In the realm of machine health monitoring, binarisation can be highly effective when applied to audio anomaly detection, something well reflected in successful ToyADMOS benchmarking.

For example, audio sensors continuously monitor the sound emitted by a machine. By applying binarisation, an AI model can set a threshold for normal operational noise levels. Any sound pattern that deviates from this expected range—such as grinding, screeching, or sudden changes in frequency—can be classified as an 'anomaly' (1), while regular sound levels are marked as 'normal' (0). This binary distinction enables AI models to swiftly flag abnormal machine behaviour, allowing operators to intervene before catastrophic failure occurs.

Preventative maintenance

Binarisation can, similarly, be applied to AI for predictive maintenance through vibration monitoring.

Machines with moving parts generate specific vibration patterns during normal operation. However, as components wear out or faults develop, these vibration signatures change. By using binarisation, an AI model can learn the appropriate threshold for normal vibration based on historical data. For example, in the case of a motor, any vibration amplitude above a certain level—indicating excessive wear or imbalance—can be marked as ‘abnormal’ (1), while those within the acceptable range are classified as ‘normal’ (0). This binary labelling allows AI systems to automatically detect potential issues and schedule maintenance before more severe mechanical failure occurs, reducing costly downtime and repairs.
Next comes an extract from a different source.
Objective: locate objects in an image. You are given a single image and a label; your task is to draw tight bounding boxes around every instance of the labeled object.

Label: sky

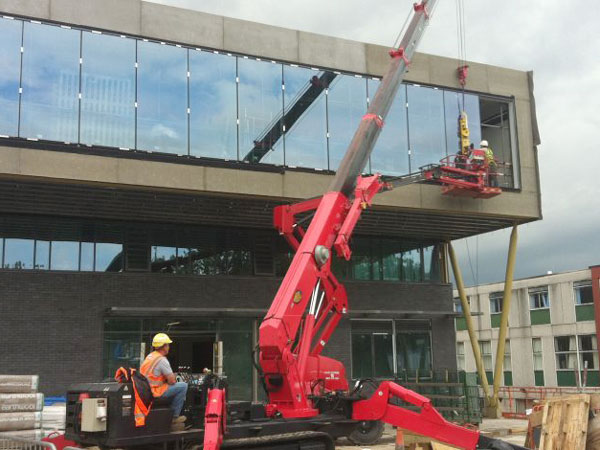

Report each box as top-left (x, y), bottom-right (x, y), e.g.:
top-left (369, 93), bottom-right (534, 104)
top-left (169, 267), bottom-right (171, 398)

Pros and cons of data binarisation in AI

Of course, data binarisation isn't necessarily without limitations — else, all AI models would use it, thus reducing their environmental impact while increasing their speed.

Pros of Data Binarisation

  1. Simplifies Data: Binarisation reduces complex, continuous data into simple 0 or 1 values, making it easier for AI models to process.
  2. Faster Computation: With reduced data complexity, models can perform faster calculations and require less computational power.
  3. Improves Decision-Making: Binary distinctions can enable models to focus on clear, actionable insights, leading to quicker decisions.
  4. Enhances Model Interpretability: Binary data is more straightforward, making AI model outputs easier to interpret and explain.
  5. Enables Efficient Storage: Since binary data takes up less space, it results in smaller models, more efficient storage, and quicker data retrieval.

Cons of Data Binarisation

  1. Loss of Accuracy: By reducing data to binary values, subtle nuances and variations within the original data can be lost and model accuracy reduced.
  2. Threshold Sensitivity: Models heavily depend on the chosen threshold, and incorrect threshold selection can lead to inaccurate results.
  3. Limited to Certain Applications: Binarisation is less effective for tasks that require nuanced or continuous data, such as regression problems.
  4. Reduced Model Flexibility: Binary data can oversimplify complex relationships, limiting a model’s ability to capture intricate patterns.
  5. Potential for Misclassification: Edge cases near the threshold may be misclassified, which can lead to false positives or negatives in predictions.

How Literal Labs uses binarisation

In the machine learning and artificial intelligence space, accuracy is mission critical. But we did note that binarisation can lead to accuracy reduction. So how does Literal Labs use the technique?

Our novel approach to AI models has shown that data binarisation will have no significant impact on a model’s accuracy when underpinned by a series of other technologies. In fact, our benchmarking has shown our models to have an average accuracy variation of ±2% — put another way, while utilising binarisation, our pipeline is often able to build models that just aren't faster and more energy efficient than their neural network counterparts, they're more accurate as well.